Konsolidasi yang akan melahirkan langkah aksi unjuk rasa ini berawal dari kegelisahan mahasiswa terhadap perilaku elite politik yang mengakali putusan Mahkamah Konstitusi (MK) soal pilkada. Keterangan itu disampaikan Ketua Kesatuan Aksi Mahasiswa Muslim Indonesia (KAMMI) Daerah Sukabumi, Riki. “Kami Cipayung Plus Sukabumi akan mengadakan konsolidasi darurat hari ini,” kata dia kepada sukabumiupdate.com, Kamis.
Selain KAMMI, organisasi lain yang akan bergabung dalam konsolidasi darurat ini adalah Himpunan Mahasiswa Islam (HMI), Pergerakan Mahasiswa Islam Indonesia (PMII), Gerakan Mahasiswa Nasional Indonesia (GMNI), Ikatan Mahasiswa Muhammadiyah (IMM), Himpunan Mahasiswa Asal Sukabumi (HIMASI), dan Himpunan Mahasiswa PERSIS.
Baca Juga: Rapat Paripurna Pengesahan RUU Pilkada Ditunda, Anggota DPR Tidak Kuorum
Diketahui, MK mengeluarkan dua putusan pada 20 Agustus 2024 yakni Putusan Nomor 60/PUU-XXII/2024 dan Nomor 70/PUU-XXII/2024. Putusan Nomor 60/PUU-XXII/2024 mengubah ambang batas pencalonan kepala daerah dari 20 persen kursi DPRD atau 25 persen perolehan suara sah, menjadi berdasarkan jumlah Daftar Pemilih Tetap (DPT).
Ada empat klasifikasi besaran suara sah berdasarkan putusan MK, yaitu 10 persen, 8,5 persen, 7,5 persen, dan 6,5 persen, sesuai besaran DPT di daerah terkait.
Tetapi, Badan Legislasi (Baleg) DPR RI dan pemerintah berupaya mengakali Putusan MK. DPR memang memasukkan syarat ambang batas di dalam Pasal 40 draf RUU Pilkada.

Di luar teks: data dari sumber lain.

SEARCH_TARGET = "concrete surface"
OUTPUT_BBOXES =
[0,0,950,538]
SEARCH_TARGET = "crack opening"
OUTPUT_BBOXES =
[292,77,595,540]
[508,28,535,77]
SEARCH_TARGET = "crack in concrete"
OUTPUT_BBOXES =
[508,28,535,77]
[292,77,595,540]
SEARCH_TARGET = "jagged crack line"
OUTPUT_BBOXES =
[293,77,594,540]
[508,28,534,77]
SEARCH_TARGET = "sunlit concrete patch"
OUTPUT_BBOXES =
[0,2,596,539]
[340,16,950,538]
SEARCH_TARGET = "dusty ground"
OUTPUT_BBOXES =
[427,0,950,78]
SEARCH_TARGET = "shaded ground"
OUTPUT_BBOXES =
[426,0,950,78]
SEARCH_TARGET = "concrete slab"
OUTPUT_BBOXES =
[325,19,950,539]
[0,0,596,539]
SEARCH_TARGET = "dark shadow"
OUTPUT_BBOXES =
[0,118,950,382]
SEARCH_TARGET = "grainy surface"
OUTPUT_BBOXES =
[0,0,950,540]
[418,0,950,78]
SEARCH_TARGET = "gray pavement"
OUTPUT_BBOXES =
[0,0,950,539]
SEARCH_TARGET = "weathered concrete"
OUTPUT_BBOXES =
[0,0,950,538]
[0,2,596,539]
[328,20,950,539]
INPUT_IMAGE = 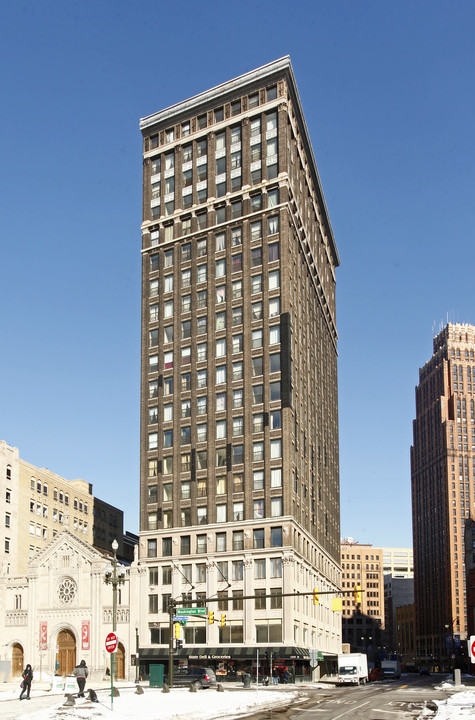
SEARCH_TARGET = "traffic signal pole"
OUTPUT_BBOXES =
[168,598,179,687]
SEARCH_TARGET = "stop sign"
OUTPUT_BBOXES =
[105,633,117,652]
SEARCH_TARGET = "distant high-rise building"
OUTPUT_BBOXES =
[341,538,384,658]
[140,57,341,673]
[411,323,475,658]
[383,548,414,578]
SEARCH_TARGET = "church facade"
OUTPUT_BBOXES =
[0,529,140,682]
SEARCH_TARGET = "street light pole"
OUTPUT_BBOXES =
[135,622,139,683]
[104,538,125,676]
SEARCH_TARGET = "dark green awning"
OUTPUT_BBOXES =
[139,645,309,661]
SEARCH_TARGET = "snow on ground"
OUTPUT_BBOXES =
[435,691,475,720]
[10,688,299,720]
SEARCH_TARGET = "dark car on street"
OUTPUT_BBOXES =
[164,667,216,690]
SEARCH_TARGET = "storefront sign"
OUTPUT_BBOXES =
[188,653,231,660]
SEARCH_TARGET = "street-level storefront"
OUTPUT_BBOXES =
[140,646,312,682]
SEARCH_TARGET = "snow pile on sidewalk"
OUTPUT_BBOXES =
[20,688,299,720]
[435,683,475,720]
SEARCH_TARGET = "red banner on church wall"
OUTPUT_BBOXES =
[39,620,48,650]
[81,620,91,650]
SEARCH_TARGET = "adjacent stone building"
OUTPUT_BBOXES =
[411,323,475,662]
[341,538,384,660]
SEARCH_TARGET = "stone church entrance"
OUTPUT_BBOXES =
[57,630,76,677]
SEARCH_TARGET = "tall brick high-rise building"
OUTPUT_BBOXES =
[140,57,341,674]
[411,323,475,659]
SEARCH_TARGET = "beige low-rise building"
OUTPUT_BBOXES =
[0,529,145,682]
[0,440,127,575]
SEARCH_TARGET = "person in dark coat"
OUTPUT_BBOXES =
[73,660,89,697]
[20,663,33,700]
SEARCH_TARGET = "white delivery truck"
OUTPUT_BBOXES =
[381,660,401,680]
[337,653,368,685]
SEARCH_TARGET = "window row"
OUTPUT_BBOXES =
[150,188,280,249]
[149,250,279,300]
[149,296,280,334]
[148,353,281,400]
[149,270,280,310]
[149,85,277,150]
[148,497,283,530]
[154,467,282,503]
[148,434,282,462]
[149,556,282,592]
[148,325,280,373]
[147,527,282,560]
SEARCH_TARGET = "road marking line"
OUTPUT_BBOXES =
[370,708,404,715]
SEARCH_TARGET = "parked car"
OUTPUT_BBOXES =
[164,667,217,690]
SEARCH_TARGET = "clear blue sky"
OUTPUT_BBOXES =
[0,0,475,546]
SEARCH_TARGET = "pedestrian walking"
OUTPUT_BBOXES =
[20,663,33,700]
[73,660,89,697]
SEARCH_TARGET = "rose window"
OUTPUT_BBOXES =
[58,578,77,605]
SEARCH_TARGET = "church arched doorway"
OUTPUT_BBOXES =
[12,643,24,677]
[57,630,76,677]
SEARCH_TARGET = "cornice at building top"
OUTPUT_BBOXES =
[140,55,340,266]
[140,55,295,131]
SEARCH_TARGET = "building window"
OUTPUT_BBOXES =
[252,442,264,462]
[233,473,244,493]
[254,499,264,519]
[253,528,264,549]
[269,325,280,345]
[233,502,244,520]
[147,539,157,557]
[232,560,244,584]
[270,468,282,487]
[216,504,227,523]
[254,559,266,580]
[233,530,244,552]
[254,588,266,610]
[270,558,282,578]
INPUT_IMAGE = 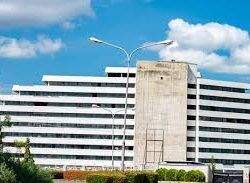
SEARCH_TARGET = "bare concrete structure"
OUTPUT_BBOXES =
[134,61,189,166]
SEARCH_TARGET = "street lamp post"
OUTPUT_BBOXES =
[89,37,173,171]
[92,104,134,170]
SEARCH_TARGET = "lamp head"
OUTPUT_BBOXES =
[89,37,103,44]
[158,39,174,46]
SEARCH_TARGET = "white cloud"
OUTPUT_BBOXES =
[159,19,250,74]
[0,0,94,27]
[0,37,63,58]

Namun, panitia kerja DPR RI menyepakati penurunan syarat ambang batas pilkada hanya berlaku bagi partai politik yang tidak memiliki kursi DPRD.
Dalam draf RUU Pilkada, partai politik yang mendapatkan kursi parlemen daerah tetap menggunakan syarat lama ambang batas pilkada. Partai politik atau gabungan partai politik yang memiliki kursi di DPRD dapat mendaftarkan calon jika telah memenuhi paling sedikit 20 persen dari jumlah kursi DPRD atau 25 persen dari akumulasi perolehan suara sah dalam pemilihan anggota DPRD di daerah yang bersangkutan.

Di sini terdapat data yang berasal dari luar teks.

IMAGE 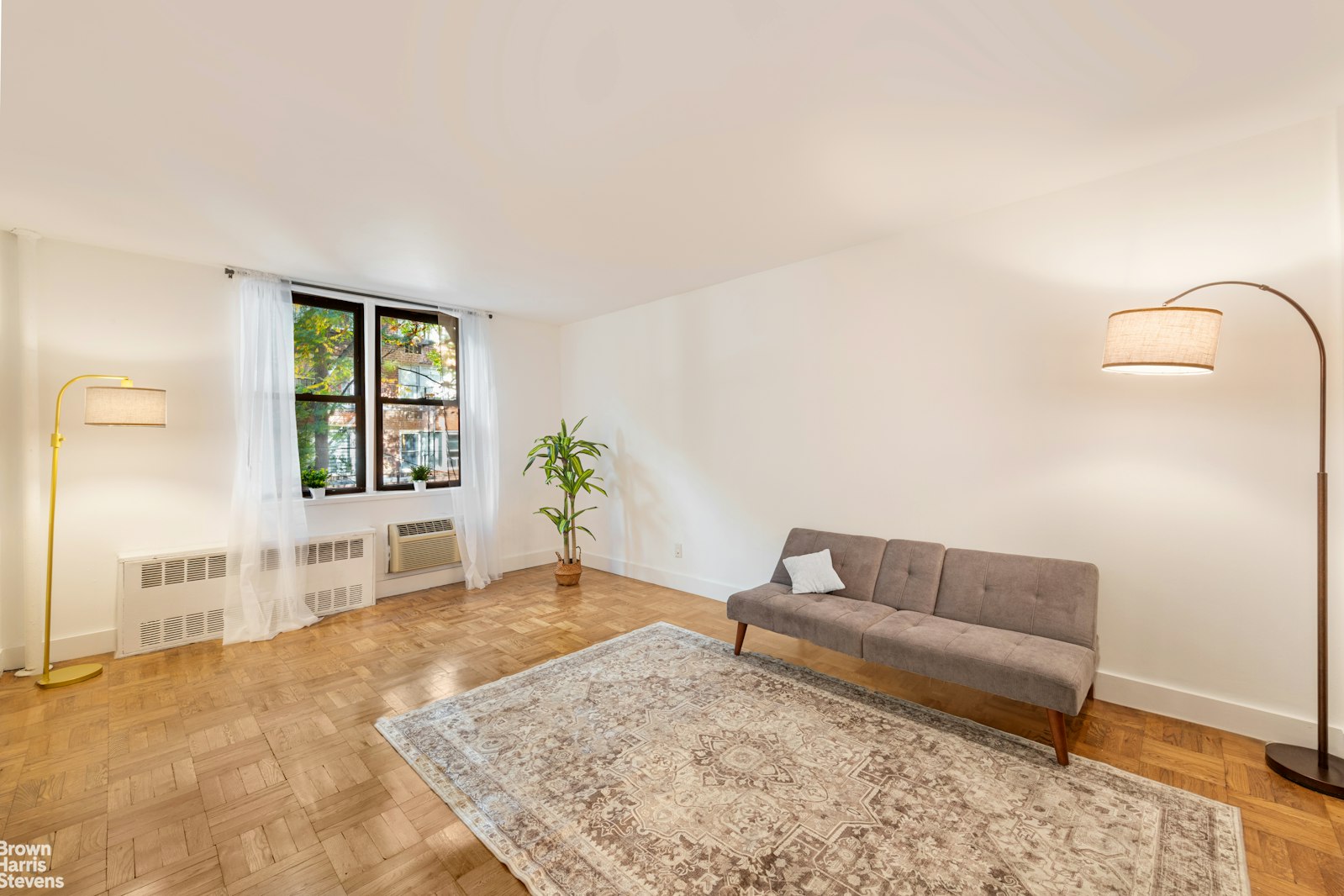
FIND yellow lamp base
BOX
[38,662,103,688]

Lewat Putusan Nomor 70/PUU-XXII/2024, MK juga memutuskan batas usia minimum calon kepala daerah dihitung sejak penetapan pasangan calon.
Alih-alih mematuhi Putusan MK, DPR justru memilih mengikuti Putusan Mahkamah Agung (MA) Nomor 23 P/HUM/2024. Putusan MA menyebutkan batas usia 30 tahun untuk calon gubernur dan 25 tahun untuk calon bupati atau wali kota diubah menjadi berlaku saat pelantikan kepala daerah terpilih.

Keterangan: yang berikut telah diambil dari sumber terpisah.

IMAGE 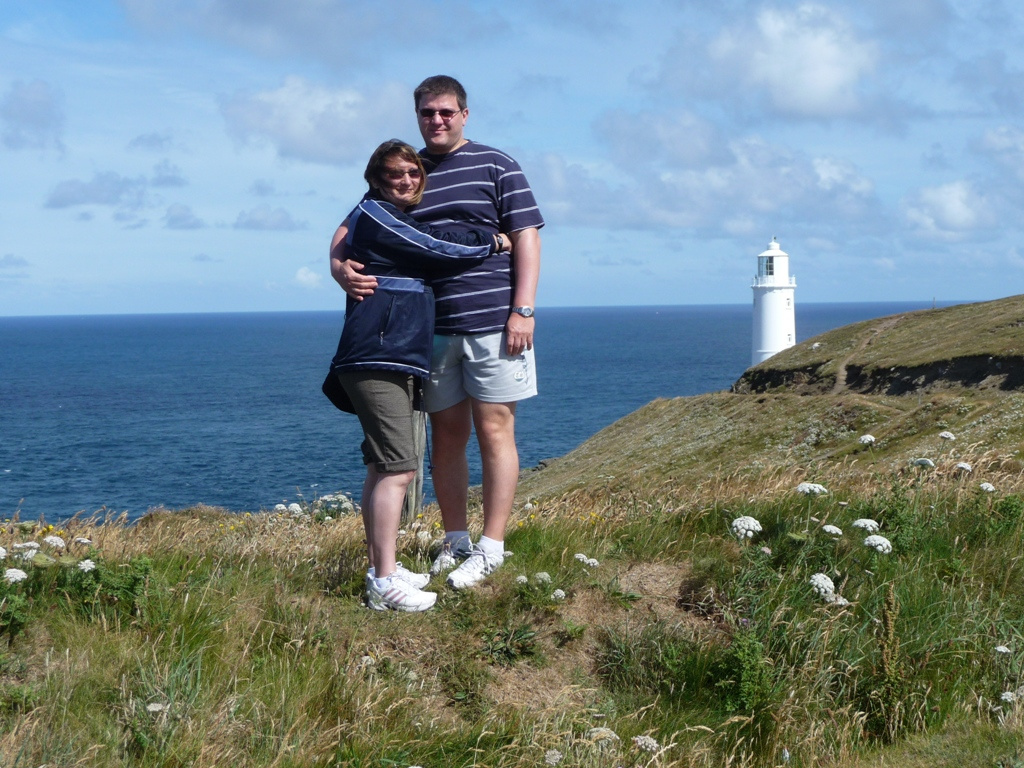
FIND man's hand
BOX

Putusan MA menimbulkan polemik karena dianggap menjadi karpet merah untuk anak Presiden Jokowi, Kaesang Pangarep, maju di pilkada. Saat ini usia Kaesang 29 tahun. Dia akan genap berusia 30 tahun pada Desember 2024 atau empat bulan setelah masa pendaftaran calon kepala daerah dan wakil kepala daerah dibuka. Menerapkan Putusan MA sama saja membuka peluang bagi Kaesang untuk diusung sebagai calon gubernur.
Dalam draf RUU yang disetujui DPR RI, berbunyi usia paling rendah 30 tahun untuk calon gubernur dan calon wakil gubernur, serta 25 tahun untuk calon bupati dan calon wakil bupati, serta calon wali kota dan calon wakil wali kota terhitung sejak pelantikan pasangan terpilih. Ketentuan ini memberi kesempatan terbuka bagi politik dinasti Jokowi.